How many fairytales are set in the woods?
I knew Germany had a lot of woodland, but on the decent into Frankfurt airport it became very obvious, with lush, green patches of trees dotted everywhere. It was a stark contrast after leaving Birmingham; as the sprawl of the city fell behind us, the scenery transformed into scarily regular patchwork fields as far as the eye could see.
We went on walks in a couple of forests, one near my cousin’s home, and the other in the ‘Saarschleife,’ which is said to be one of the most beautiful and picturesque places in the Saarland province, in the south west of the country. Well…just look at that view, whoever made this claim wasn’t wrong!
|What an inspiring view!
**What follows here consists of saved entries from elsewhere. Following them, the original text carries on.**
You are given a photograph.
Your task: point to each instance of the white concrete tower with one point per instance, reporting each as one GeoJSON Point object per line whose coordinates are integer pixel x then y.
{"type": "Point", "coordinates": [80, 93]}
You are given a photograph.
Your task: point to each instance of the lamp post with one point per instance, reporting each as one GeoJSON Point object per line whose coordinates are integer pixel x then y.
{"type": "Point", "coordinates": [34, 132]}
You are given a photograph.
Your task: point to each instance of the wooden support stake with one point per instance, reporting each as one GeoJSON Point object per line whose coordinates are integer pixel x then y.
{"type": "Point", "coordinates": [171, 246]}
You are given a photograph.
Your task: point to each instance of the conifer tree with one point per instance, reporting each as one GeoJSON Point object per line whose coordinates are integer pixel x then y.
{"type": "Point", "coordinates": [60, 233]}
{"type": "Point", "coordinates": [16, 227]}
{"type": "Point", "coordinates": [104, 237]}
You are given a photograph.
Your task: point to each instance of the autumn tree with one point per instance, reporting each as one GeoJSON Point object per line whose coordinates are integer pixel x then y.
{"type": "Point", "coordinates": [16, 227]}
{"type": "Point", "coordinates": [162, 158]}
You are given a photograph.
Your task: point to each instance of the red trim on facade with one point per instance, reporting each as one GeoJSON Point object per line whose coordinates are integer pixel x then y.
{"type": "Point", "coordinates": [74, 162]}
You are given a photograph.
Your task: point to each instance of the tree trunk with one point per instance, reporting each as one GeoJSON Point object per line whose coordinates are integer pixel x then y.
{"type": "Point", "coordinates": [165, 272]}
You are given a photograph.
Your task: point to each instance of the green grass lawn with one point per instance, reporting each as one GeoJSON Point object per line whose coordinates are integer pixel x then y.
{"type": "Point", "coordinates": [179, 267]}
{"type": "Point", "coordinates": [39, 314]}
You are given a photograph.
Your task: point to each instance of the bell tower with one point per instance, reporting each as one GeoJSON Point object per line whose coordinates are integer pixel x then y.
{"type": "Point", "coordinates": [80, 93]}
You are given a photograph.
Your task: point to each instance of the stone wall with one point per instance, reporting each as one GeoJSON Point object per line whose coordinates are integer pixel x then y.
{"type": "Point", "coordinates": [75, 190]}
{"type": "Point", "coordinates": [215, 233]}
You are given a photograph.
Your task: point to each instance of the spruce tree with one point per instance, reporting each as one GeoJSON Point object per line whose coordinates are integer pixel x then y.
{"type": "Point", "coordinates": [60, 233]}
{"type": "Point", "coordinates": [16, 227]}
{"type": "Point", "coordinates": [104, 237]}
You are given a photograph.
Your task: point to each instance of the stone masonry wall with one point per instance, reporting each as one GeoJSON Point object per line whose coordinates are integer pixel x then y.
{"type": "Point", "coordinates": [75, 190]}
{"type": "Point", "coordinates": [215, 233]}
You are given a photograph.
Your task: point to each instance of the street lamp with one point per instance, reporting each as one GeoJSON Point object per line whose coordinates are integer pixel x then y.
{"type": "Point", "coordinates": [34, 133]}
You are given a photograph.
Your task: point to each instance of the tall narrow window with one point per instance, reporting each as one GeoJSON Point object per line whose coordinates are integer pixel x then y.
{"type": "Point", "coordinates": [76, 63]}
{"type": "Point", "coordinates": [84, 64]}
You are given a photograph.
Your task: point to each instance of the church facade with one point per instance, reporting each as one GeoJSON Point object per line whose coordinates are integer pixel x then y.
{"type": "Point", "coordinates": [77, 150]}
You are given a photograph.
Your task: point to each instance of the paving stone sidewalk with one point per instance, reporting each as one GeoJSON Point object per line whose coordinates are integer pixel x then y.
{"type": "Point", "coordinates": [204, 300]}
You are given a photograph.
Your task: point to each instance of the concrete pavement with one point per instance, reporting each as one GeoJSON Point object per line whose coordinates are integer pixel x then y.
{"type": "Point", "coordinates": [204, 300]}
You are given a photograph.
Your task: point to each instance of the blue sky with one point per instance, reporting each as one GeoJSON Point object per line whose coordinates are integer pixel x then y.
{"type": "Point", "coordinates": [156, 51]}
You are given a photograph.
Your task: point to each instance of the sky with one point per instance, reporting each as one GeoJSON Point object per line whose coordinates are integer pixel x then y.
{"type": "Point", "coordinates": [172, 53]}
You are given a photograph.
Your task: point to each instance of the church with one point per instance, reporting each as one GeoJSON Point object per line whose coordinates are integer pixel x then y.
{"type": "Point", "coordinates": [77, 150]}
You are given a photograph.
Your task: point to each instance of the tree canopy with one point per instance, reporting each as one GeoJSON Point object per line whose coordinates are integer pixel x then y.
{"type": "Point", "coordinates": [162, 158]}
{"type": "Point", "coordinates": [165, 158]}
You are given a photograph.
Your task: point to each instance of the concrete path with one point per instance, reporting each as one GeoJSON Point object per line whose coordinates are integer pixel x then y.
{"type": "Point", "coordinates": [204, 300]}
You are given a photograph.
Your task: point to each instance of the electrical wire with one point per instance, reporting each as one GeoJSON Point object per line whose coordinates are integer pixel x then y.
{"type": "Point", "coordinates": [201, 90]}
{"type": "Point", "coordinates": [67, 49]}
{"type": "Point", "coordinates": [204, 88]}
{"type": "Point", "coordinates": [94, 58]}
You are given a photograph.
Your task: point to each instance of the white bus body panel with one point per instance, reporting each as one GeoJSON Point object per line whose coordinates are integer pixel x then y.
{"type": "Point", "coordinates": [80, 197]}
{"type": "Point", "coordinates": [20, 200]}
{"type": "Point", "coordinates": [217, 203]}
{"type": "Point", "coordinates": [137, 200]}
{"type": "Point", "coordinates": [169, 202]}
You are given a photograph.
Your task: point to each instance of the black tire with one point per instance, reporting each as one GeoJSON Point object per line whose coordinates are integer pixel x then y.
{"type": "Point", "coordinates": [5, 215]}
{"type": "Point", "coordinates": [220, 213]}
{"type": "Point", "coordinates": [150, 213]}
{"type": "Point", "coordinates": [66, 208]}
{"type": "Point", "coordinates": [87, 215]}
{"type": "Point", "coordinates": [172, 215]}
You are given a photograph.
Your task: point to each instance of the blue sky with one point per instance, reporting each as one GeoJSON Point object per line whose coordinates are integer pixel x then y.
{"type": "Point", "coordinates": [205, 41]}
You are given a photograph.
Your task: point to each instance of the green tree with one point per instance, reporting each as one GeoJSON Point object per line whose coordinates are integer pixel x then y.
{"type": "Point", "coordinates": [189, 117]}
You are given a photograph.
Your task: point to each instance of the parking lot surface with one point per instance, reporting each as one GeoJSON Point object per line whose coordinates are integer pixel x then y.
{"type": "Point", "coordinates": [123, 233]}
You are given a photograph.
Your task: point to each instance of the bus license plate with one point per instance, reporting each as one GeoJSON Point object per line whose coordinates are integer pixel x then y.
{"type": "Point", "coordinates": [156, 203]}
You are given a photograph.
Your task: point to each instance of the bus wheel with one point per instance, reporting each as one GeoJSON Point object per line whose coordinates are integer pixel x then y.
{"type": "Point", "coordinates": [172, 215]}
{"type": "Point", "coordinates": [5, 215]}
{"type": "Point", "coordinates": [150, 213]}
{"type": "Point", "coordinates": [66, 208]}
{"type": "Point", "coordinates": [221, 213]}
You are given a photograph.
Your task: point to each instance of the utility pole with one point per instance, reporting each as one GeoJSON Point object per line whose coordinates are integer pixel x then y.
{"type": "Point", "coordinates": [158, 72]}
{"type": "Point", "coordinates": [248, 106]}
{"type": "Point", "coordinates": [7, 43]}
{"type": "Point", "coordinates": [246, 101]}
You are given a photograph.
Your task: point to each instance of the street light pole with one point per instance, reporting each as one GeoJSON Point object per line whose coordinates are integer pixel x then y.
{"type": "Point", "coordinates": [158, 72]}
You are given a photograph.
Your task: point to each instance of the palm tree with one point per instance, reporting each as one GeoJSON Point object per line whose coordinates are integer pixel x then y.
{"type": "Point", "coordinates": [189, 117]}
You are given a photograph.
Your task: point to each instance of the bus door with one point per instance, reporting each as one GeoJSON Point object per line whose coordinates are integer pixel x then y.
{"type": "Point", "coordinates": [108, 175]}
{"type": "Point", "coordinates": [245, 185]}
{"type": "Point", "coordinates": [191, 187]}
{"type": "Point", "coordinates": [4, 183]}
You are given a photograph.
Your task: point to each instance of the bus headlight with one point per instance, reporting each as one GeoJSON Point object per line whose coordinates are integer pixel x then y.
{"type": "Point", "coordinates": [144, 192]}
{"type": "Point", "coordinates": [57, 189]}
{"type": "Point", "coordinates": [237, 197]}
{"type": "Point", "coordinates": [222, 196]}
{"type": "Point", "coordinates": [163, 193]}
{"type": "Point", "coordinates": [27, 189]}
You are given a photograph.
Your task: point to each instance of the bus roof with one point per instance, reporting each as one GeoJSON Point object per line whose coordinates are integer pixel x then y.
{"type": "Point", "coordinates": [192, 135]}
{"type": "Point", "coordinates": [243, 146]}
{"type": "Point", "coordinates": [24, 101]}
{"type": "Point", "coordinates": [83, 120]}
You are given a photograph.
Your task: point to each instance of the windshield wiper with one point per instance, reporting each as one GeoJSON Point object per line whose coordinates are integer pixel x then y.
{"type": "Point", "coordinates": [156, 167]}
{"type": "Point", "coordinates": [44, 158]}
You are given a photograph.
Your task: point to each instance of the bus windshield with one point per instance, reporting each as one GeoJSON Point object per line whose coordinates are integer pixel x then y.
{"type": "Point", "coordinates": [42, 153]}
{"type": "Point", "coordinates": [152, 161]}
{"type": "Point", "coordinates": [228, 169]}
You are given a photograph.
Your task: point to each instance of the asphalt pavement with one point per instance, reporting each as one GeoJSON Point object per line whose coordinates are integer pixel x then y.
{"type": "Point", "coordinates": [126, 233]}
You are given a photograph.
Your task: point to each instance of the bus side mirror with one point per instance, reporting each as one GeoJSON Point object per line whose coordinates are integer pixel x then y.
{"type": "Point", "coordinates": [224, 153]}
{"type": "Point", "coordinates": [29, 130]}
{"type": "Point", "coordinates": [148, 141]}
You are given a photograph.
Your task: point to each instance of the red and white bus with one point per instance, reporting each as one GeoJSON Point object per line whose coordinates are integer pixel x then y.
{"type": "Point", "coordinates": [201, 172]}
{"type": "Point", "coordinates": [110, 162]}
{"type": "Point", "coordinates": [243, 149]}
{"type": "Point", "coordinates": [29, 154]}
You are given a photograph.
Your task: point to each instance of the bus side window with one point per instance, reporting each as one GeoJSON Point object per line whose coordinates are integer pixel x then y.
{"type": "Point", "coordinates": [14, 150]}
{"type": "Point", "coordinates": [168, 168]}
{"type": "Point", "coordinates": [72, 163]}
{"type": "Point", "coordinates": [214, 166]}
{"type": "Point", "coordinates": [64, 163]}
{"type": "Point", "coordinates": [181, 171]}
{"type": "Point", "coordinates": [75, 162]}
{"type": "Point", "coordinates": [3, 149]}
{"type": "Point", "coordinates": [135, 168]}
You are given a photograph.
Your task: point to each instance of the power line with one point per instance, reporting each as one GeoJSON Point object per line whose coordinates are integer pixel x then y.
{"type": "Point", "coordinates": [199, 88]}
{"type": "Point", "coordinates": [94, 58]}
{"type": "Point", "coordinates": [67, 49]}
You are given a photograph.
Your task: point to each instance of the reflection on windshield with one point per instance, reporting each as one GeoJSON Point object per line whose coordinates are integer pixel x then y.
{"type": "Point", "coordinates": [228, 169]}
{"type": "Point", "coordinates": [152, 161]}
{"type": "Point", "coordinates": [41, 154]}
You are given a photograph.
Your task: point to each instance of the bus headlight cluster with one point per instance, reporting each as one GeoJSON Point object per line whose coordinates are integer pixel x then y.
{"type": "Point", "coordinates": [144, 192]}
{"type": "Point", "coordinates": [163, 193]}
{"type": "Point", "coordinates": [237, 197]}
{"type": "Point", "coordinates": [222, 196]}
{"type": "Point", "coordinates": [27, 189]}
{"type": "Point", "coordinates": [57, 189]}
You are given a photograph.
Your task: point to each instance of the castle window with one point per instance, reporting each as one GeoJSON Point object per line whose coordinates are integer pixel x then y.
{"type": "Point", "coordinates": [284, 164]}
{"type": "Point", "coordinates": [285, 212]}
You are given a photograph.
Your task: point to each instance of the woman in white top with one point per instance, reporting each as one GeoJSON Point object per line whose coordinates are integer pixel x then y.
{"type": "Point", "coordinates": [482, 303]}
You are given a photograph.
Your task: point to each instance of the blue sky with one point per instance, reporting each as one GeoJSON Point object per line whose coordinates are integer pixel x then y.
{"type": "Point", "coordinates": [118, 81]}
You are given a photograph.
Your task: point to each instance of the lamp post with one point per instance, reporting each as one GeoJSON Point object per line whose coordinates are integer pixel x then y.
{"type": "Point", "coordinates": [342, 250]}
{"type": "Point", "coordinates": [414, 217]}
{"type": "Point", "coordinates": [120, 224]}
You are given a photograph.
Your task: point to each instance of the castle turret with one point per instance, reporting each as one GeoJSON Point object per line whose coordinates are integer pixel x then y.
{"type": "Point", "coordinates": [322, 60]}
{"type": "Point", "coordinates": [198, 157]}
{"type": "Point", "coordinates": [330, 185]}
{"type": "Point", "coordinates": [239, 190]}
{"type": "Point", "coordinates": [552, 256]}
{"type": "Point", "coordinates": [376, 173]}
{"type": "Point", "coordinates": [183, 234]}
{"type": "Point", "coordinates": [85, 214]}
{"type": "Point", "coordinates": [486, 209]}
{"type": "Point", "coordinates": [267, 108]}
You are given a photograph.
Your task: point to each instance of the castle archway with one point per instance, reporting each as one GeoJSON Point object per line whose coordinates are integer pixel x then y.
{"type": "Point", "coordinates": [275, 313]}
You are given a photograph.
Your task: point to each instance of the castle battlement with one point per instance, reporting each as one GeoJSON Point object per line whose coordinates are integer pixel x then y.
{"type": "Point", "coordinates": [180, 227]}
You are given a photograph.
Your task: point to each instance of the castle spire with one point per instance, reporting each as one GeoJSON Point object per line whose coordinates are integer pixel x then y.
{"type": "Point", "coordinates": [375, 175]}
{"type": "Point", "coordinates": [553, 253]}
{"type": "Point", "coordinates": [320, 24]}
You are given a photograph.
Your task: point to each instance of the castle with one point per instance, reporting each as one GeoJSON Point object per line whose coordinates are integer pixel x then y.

It is easy to see why German forests are the setting for many Grimm Brothers' fairy tales...|
The Saarschleife also boasted an ‘enchanted forest’ for children, full of popular fairy tale characters in, I suppose, an authentic setting. The main part of this forest was closed, but I did find a large monument to ‘Hans in Luck’, a wonderful tale by the Grimm brothers.
Although the characters were cartoons and it was meant to be an attraction for children, there was an underlying sinister feel that, for me, served as a reminder that these tales were often not originally happily-ever-after stories. And certainly not for children…
There is a power in the forests in Germany. They are nothing like the woodlands in England, which seem tame and quaint, full of bluebells in Spring, and where you could imagine Winnie The Pooh larking around. These forests are vast, the trees creak eerily, and you don’t have to look too far ahead, amongst the trunks, before it all goes dark.